The Watcher In The Woods

Lynn-Holly Johnson, Bette Davis and Kyle Richards look scared in a scene for the Walt Disney movie “The Watcher in the Woods” circa 1979. (Photo Credit Hulton Archive/Getty Images)
Lynn-Holly Johnson, Bette Davis and Kyle Richards look scared in a scene for the Walt Disney movie “The Watcher in the Woods” circa 1979. (Photo Credit Hulton Archive/Getty Images)

Golden Age Hollywood star Bette Davis was arguably scary enough, without casting her in a ghostly tale from the House of Mouse. Directed by John Hough (The Legend of Hell House) in 1980, The Watcher In The Woods was adapted from Florence Engel Randall’s novel.

The English countryside forms the backdrop for a spine-chilling mystery involving the vanishing of a young girl. Davis played the girl’s mother Mrs. Aylwood, with Carroll Baker and David McCallum in support. As written about by The Digital Cinema, the movie was pitched to Disney as a rival to The Exorcist!

It’s also remembered for its famously tinkered-with ending. The final showdown happened with a – spoiler alert – mysterious light show, representing aliens. However, before that, a so-called scary E.T. had been created. Mental Floss notes the result was “so bad that the premiere audience broke out laughing”. Hough had to “reshoot the climactic final scene with the aliens as a vague blur of light.”

The ditched scene is available to watch online. This alien terror looks like Lord Voldemort, only made from trash can liners.

Mr. Boogedy

(Photo Credit: Walt Disney Television)
(Photo Credit: Walt Disney Television)

Mental Floss dug up this otherwise-overlooked creepshow from 1986. The title character Mr. Boogedy (Howard Witt) was one of three colonial ghosts knocking around a mansion in the appropriately-named town of Lucifer Falls.

Rick Stratton’s design adds a touch of Freddy Krueger to Boogedy’s hair-raising antics. Intended as a TV pilot, there was a sequel but the series died there.

The Black Cauldron

(Photo Credit: Buena Vista Distribution / MovieStillsDB)
(Photo Credit: Buena Vista Distribution / MovieStillsDB)

The previous year, 1985, saw the release of a full-blooded animated fantasy adventure. Author Lloyd Alexander’s The Chronicles of Prydain series was the far-flung source material, taking inspiration from medieval Welsh legend. Collider describes it as an “endless procession of nightmare fuel.”

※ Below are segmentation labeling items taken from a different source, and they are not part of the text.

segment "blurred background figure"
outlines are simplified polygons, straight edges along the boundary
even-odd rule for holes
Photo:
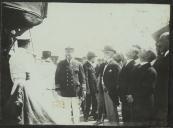
[[[116,53],[115,56],[114,56],[114,60],[119,64],[119,66],[121,68],[126,63],[125,57],[122,53]]]
[[[155,89],[155,121],[157,125],[166,125],[168,116],[169,82],[169,33],[160,35],[156,42],[157,59],[154,68],[158,73]]]
[[[118,123],[119,117],[117,106],[118,98],[118,75],[120,71],[119,64],[113,60],[116,51],[111,46],[105,46],[105,63],[99,68],[99,100],[98,100],[98,121],[96,124],[103,123],[107,118],[110,123]]]
[[[131,123],[133,122],[133,70],[138,65],[136,60],[139,59],[140,47],[138,45],[133,45],[126,52],[125,64],[119,75],[119,95],[122,102],[122,117],[123,122]],[[139,63],[139,62],[138,62]]]
[[[134,122],[141,125],[150,125],[153,119],[153,95],[157,80],[157,72],[150,64],[153,56],[151,50],[142,50],[139,54],[140,66],[134,72]]]
[[[59,58],[59,56],[51,56],[51,60],[55,65],[58,64],[58,58]]]
[[[42,51],[41,63],[37,63],[41,80],[44,81],[45,89],[54,89],[55,88],[55,71],[56,65],[51,59],[51,51]]]
[[[86,101],[84,110],[84,120],[88,121],[89,116],[93,116],[94,120],[97,119],[97,79],[96,71],[93,64],[96,61],[96,55],[94,52],[88,52],[87,61],[84,63],[84,72],[86,78]]]

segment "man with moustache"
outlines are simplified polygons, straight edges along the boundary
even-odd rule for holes
[[[55,84],[57,93],[64,99],[66,120],[78,124],[80,121],[79,97],[81,90],[83,95],[86,94],[86,81],[83,66],[73,59],[73,53],[73,48],[65,48],[66,58],[57,65]]]
[[[142,50],[139,55],[140,65],[134,72],[133,107],[134,121],[149,125],[153,119],[153,94],[157,80],[157,72],[151,66],[153,52]]]

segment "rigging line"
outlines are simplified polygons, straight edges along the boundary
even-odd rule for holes
[[[31,39],[31,45],[32,45],[33,54],[35,54],[35,51],[34,51],[34,44],[33,44],[33,41],[32,41],[32,36],[31,36],[31,31],[30,31],[30,29],[29,29],[29,36],[30,36],[30,39]]]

In addition to bone-shaking skeletal warriors, the movie boasted scary creatures and even scarier characters. One of these, Gurgi (voiced by John Byner), bears a weird resemblance to a certain ring-snatching cave dweller from The Lord Of The Rings. Andy Serkis,  the voice actor for Gollum, was reportedly struck by the character’s guttural tones.

Return To Oz

(Photo Credit: Buena Vista Distribution / MovieStillsDB)
(Photo Credit: Buena Vista Distribution / MovieStillsDB)

MGM’s The Wizard Of Oz (1939) is an enduring classic that gives viewers around the world a warm, cozy feeling inside. It has its unsettling moments of course – those flying monkeys! – but overall, it’s fantastical fun for all the family.

In 1985 Disney released a follow-up. If anything, this was going to be even warmer, and cozier than a marshmallow recliner, right? Right…?

Amazingly, Walter Murch’s adaptation of L. Frank Baum’s much-loved saga frightened young audiences to death. Not to mention some adults.

‘Different in tone’ doesn’t begin to cover it. The film is also notable as the big-screen debut of Fairuza Balk (The Craft), playing Dorothy. Other talent on the production included Muppet legend Brian Henson and stop motion animator Will Vinton.

More from us: It’s An Inaccurate World After All: 7 Times Disney Ignored History

The story changed the way in which Falk’s protagonist reaches the magical land. Rather than a tornado, writes Collider, “it’s a bout of – and this is not a joke – electro-shock therapy” that sends her to Oz.